McCulloch's next in command, Brig. Gen. James M. McIntosh, head of the cavalry, was killed a few minutes later in a charge to recover McCulloch's body. Confederate Col. Louis Hébert was captured in the same charge, and the Confederate forces, with no remaining leadership, slowly fell apart and withdrew. Historians generally blame the Confederate disaster at Pea Ridge and the subsequent loss of undefended Arkansas on the death of McCulloch.

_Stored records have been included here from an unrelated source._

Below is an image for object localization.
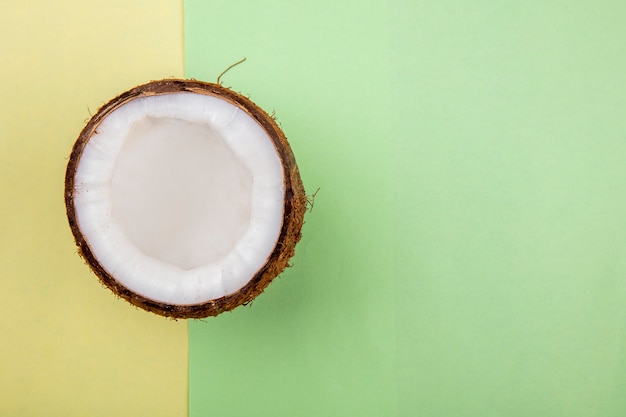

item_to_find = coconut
[65,79,307,318]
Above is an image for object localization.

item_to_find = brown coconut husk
[65,79,307,318]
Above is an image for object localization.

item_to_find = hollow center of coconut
[74,93,284,305]
[111,117,252,270]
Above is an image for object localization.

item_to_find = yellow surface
[0,0,187,417]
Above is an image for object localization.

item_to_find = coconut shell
[65,79,307,318]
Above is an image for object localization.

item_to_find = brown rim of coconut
[65,79,306,318]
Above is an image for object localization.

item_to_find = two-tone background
[0,0,626,417]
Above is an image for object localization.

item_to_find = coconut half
[65,79,306,318]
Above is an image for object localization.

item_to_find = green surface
[185,1,626,417]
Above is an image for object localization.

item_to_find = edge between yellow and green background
[0,0,626,417]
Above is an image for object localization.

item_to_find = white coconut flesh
[73,92,285,305]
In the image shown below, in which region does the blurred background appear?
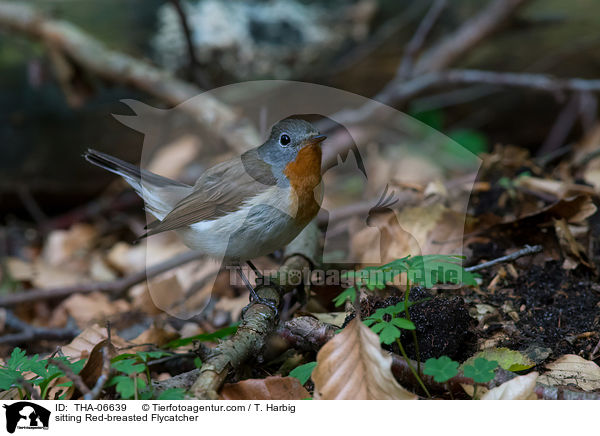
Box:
[0,0,600,220]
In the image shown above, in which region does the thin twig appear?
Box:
[465,245,542,272]
[48,359,90,395]
[0,251,201,307]
[396,0,447,79]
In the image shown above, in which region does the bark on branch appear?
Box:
[190,222,319,399]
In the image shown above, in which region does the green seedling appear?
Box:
[290,362,317,385]
[0,347,85,399]
[423,356,458,383]
[463,357,498,399]
[106,351,183,400]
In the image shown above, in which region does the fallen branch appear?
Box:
[396,0,447,79]
[465,245,542,272]
[0,2,259,151]
[190,222,319,399]
[0,251,201,306]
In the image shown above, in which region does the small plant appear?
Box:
[0,347,85,399]
[334,254,477,397]
[423,356,498,399]
[106,351,184,400]
[423,356,458,383]
[463,357,498,399]
[333,254,477,306]
[290,362,317,385]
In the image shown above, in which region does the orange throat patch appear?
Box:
[283,144,321,227]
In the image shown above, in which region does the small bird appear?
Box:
[84,118,326,304]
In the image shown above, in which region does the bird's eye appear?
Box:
[279,133,292,145]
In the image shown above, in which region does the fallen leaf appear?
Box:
[5,257,35,282]
[312,319,417,400]
[62,292,130,328]
[220,376,310,400]
[538,354,600,391]
[351,204,465,265]
[42,223,97,269]
[480,372,539,400]
[61,324,128,361]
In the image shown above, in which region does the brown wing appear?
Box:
[144,149,277,236]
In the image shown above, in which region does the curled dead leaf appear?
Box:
[312,319,417,400]
[221,376,310,400]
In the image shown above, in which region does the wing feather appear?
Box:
[144,149,277,236]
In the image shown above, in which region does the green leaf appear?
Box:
[390,318,416,330]
[462,347,535,371]
[448,129,488,154]
[423,356,458,383]
[463,357,498,383]
[406,254,477,288]
[165,323,238,348]
[290,362,317,385]
[106,375,135,400]
[333,286,356,307]
[376,322,402,345]
[112,359,146,375]
[157,388,185,400]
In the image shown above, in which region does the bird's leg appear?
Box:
[236,262,279,317]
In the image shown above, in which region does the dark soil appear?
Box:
[356,287,477,362]
[465,261,600,359]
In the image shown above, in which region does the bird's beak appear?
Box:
[306,135,327,145]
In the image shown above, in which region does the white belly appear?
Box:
[177,188,302,261]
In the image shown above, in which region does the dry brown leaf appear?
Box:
[62,292,130,328]
[517,177,594,198]
[480,372,539,400]
[61,325,128,361]
[32,259,90,288]
[131,322,179,347]
[5,257,35,282]
[106,242,146,274]
[129,282,162,315]
[538,354,600,391]
[220,376,310,400]
[312,319,417,400]
[351,204,465,264]
[42,223,97,270]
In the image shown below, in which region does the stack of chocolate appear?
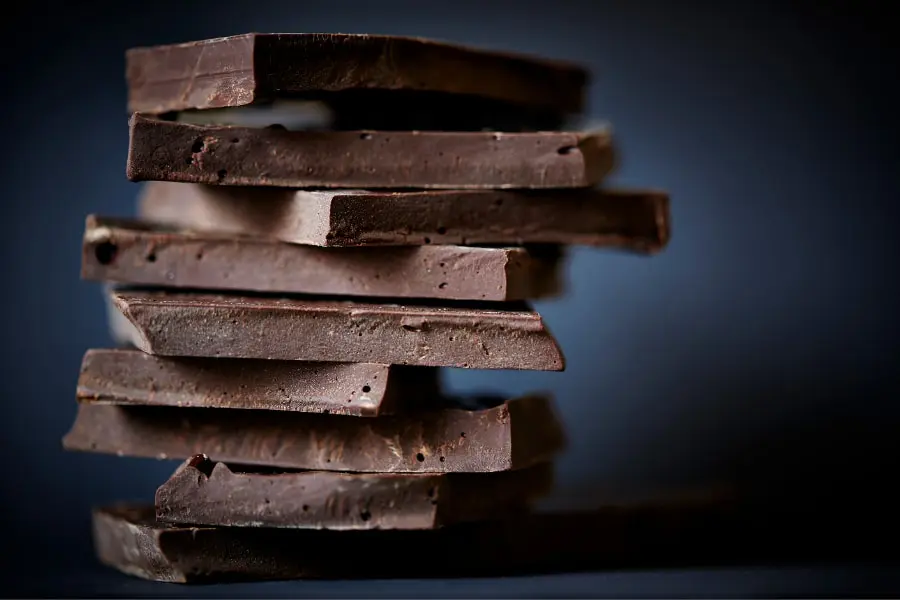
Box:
[64,34,668,581]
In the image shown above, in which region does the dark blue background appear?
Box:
[0,0,900,596]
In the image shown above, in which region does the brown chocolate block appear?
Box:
[126,33,588,113]
[138,181,670,253]
[78,349,442,417]
[81,215,561,301]
[156,455,553,530]
[112,291,565,371]
[126,113,614,189]
[94,496,900,583]
[174,90,568,132]
[63,397,566,473]
[93,492,748,583]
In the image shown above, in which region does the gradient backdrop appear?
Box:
[0,0,900,596]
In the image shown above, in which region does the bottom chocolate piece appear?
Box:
[93,501,898,583]
[156,454,553,530]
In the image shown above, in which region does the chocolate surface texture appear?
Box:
[126,33,588,113]
[81,216,562,301]
[126,113,615,189]
[94,490,872,582]
[156,455,553,530]
[138,181,670,253]
[78,349,441,417]
[112,291,565,371]
[63,397,566,473]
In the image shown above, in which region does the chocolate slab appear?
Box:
[171,90,568,132]
[112,291,565,371]
[63,397,566,473]
[156,455,553,530]
[126,113,614,189]
[138,181,670,253]
[81,215,561,301]
[126,33,588,113]
[77,349,441,417]
[93,490,800,583]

McCulloch's body was buried on the field at Pea Ridge, but was subsequently removed with other victims of the battle to a cemetery in Little Rock. He was later reinterred in the Texas State Cemetery in Austin; the gravesite is in the cemetery's Republic Hill section, Row N, No. 4. His papers are housed at the Dolph Briscoe Center for American History (previously the Barker Texas History Center) at the University of Texas at Austin. McCulloch County, Texas, formed in 1856 and located in the present geographical center of the state, was named for him. He is also one of thirty men inducted into the Texas Ranger Hall of Fame at Fort Fisher, Waco.

Shortly after Pea Ridge, Albert Pike, now a brigadier-general, constructed Fort McCulloch as the principal Confederate fortification in the southern section of the Indian Territory, naming it after his late commander. It was built on a bluff on the south bank of the Blue River and is now located in Bryan County, Oklahoma. It was placed on the U.S. National Register of Historic Places in 1971.

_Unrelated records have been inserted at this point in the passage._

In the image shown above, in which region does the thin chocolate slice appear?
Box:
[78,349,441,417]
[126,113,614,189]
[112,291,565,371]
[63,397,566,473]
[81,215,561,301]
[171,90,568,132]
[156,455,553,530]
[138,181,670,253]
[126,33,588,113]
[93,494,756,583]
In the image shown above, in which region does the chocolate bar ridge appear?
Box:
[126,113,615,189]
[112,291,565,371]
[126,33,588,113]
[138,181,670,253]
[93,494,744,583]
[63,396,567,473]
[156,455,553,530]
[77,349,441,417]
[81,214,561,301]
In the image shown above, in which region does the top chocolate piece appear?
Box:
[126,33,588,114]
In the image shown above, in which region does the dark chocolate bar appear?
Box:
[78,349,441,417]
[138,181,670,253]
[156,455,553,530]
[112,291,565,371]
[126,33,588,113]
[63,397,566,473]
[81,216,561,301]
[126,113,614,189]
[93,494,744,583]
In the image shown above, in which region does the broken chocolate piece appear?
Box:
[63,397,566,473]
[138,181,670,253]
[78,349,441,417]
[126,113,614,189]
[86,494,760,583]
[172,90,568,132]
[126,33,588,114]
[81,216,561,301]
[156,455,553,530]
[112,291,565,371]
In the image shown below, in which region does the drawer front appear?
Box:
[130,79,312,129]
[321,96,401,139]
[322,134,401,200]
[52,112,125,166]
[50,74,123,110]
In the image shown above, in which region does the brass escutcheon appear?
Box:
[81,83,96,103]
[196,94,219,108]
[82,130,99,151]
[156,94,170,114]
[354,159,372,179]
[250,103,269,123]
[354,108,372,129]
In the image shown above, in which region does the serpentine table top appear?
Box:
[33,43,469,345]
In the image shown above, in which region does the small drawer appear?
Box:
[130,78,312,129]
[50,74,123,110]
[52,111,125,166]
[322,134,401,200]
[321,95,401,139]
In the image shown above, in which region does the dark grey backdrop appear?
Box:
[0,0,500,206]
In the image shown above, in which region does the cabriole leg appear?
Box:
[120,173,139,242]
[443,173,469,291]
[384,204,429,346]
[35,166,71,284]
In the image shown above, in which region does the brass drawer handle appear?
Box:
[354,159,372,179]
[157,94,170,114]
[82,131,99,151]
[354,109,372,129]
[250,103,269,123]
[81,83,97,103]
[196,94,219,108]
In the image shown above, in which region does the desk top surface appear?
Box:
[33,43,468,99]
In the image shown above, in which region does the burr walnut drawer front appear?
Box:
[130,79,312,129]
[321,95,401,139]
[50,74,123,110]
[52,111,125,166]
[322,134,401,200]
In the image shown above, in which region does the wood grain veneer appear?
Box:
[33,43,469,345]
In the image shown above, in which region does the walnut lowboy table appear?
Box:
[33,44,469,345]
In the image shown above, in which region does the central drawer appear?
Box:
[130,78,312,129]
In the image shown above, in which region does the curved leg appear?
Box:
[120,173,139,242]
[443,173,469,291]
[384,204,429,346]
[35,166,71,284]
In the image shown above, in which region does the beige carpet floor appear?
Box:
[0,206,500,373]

Camp Ben McCulloch (see External Links below) was established near Austin in 1896 as a reunion site for the United Confederate Veterans and is the last such site still owned by the UCV's descendant group, the Sons and Daughters of the Confederacy. It is now a public recreation facility of some 200 acres (0.8 km^{2}), operated by the County of Hays, and is a popular location for Central Texas family reunions, picnics, and musical festivals.

Several other members of McCulloch's family followed him to Texas, including his mother. She died in Ellis County in 1866 at the home of another of her sons, John C. McCulloch, who had been a captain in the Confederate army. Her remains were exhumed in 1938 by the State of Texas and reinterred beside those of Gen. Ben McCulloch, and a joint monument was erected. Other siblings lived in Gonzales and in Walker County.

==In popular culture==
- Steve Earle wrote a song about McCulloch on his album Train a Comin'. "Ben McCulloch" is sung from the perspective of a foot soldier in McCulloch's infantry, marched from Texas to fight in Missouri and growing to hate both McCulloch and the Civil War. Its chorus and refrain is "Goddamn you, Ben McCulloch / I hate you more than any other man alive // And when you die, you'll be a foot soldier just like me / in the Devil's infantry."
- He is the main antagonist in Harry Turtledove's short story "Lee at the Alamo" (2011).
- He is also a character in Janice Woods Windle's True Women which was later made into a TV movie.
- There is a mention of McCulloch's Rangers in Cormac McCarthy's novel Blood Meridian, where the men from the Glanton gang are said to be from McCulloch's Rangers: "(...) Tate from Kentucky who had fought with McCulloch's Rangers as had Tobin and others among them (...)".